The older students serve as mentors for the younger students. They’re taught peer mediation so they can settle disputes. Every afternoon, they clean the school, working as crew leaders with teams of younger students. Their “Senior Class Guide” stresses nothing is more important than “caring about others.”
“The way the older kids take care of the younger kids, it’s very noticeable. They are genuinely caring,” Morrows said. At Jordan Glen, “they teach community. They teach being a good human.”
“My favorite thing is that most kids really get a good sense of self and self-confidence at this school,” Hamlin-Vogler said. “Some people say, ‘Oh, that’s the hippie school.’ But the students have a lot of expectations and personal accountability put on them.”

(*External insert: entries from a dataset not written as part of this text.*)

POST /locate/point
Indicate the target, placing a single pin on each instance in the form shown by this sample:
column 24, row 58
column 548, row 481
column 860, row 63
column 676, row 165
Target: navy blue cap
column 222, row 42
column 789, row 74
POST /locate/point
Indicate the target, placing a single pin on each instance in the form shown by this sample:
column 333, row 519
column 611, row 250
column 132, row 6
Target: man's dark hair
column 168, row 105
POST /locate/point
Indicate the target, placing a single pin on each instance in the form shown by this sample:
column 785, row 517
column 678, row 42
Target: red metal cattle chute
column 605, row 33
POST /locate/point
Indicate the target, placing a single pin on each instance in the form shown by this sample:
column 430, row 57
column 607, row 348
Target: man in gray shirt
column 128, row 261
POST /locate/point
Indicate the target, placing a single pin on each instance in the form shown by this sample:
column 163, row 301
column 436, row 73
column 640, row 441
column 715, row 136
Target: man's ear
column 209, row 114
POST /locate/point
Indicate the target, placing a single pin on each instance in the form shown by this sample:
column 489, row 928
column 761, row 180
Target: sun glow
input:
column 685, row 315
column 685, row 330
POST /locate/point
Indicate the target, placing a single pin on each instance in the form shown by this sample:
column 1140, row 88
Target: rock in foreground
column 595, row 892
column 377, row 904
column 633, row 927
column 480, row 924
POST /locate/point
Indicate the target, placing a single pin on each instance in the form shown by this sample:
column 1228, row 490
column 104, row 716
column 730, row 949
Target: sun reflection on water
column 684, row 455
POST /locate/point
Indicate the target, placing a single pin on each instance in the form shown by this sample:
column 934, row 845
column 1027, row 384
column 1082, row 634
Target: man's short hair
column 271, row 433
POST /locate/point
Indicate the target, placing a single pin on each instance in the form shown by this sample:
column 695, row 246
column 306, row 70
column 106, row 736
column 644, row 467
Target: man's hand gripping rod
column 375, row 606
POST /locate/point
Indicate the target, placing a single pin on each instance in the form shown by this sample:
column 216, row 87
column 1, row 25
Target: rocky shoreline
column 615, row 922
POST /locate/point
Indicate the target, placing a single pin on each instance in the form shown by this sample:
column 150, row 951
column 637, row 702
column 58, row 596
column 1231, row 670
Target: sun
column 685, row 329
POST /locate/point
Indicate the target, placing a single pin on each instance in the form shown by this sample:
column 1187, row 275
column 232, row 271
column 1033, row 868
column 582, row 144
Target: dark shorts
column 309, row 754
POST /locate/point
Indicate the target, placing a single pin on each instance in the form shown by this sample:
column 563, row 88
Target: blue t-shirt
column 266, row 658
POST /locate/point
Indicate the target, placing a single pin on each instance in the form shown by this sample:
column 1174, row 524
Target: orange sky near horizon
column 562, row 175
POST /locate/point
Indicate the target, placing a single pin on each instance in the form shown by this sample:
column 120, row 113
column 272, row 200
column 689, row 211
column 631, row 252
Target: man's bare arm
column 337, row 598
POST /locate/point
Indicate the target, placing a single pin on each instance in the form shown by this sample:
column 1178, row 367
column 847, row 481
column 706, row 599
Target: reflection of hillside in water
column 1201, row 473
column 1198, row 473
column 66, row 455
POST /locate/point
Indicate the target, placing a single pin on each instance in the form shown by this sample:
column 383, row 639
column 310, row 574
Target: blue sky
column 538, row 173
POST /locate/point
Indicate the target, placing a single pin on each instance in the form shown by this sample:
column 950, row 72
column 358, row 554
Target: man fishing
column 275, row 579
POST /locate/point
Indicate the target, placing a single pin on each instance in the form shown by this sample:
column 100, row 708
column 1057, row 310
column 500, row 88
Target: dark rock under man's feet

Hamlin-Vogler said without the education choice scholarships, she and her husband wouldn’t be able to afford the school. Hamlin-Vogler is a hairdresser. Her husband is a music producer. Before Florida made every student eligible for scholarships in 2023, they missed the income eligibility threshold by $1,000. Her parents were able to assist with tuition in the short term, but that would not have been sustainable.
Her family harbors no animus toward public schools. Atticus attended them prior to Jordan Glen, and he’s likely to be at a public high school next fall. Ellie, meanwhile, thinks she might want to try the neighborhood school even though she loves Jordan Glen in every way, and Hamlin-Vogler said that would be fine.
After Ellie described how much fun she had playing in the rain, though, Hamlin-Vogler had to remind her, “You might not get to do that at another school.”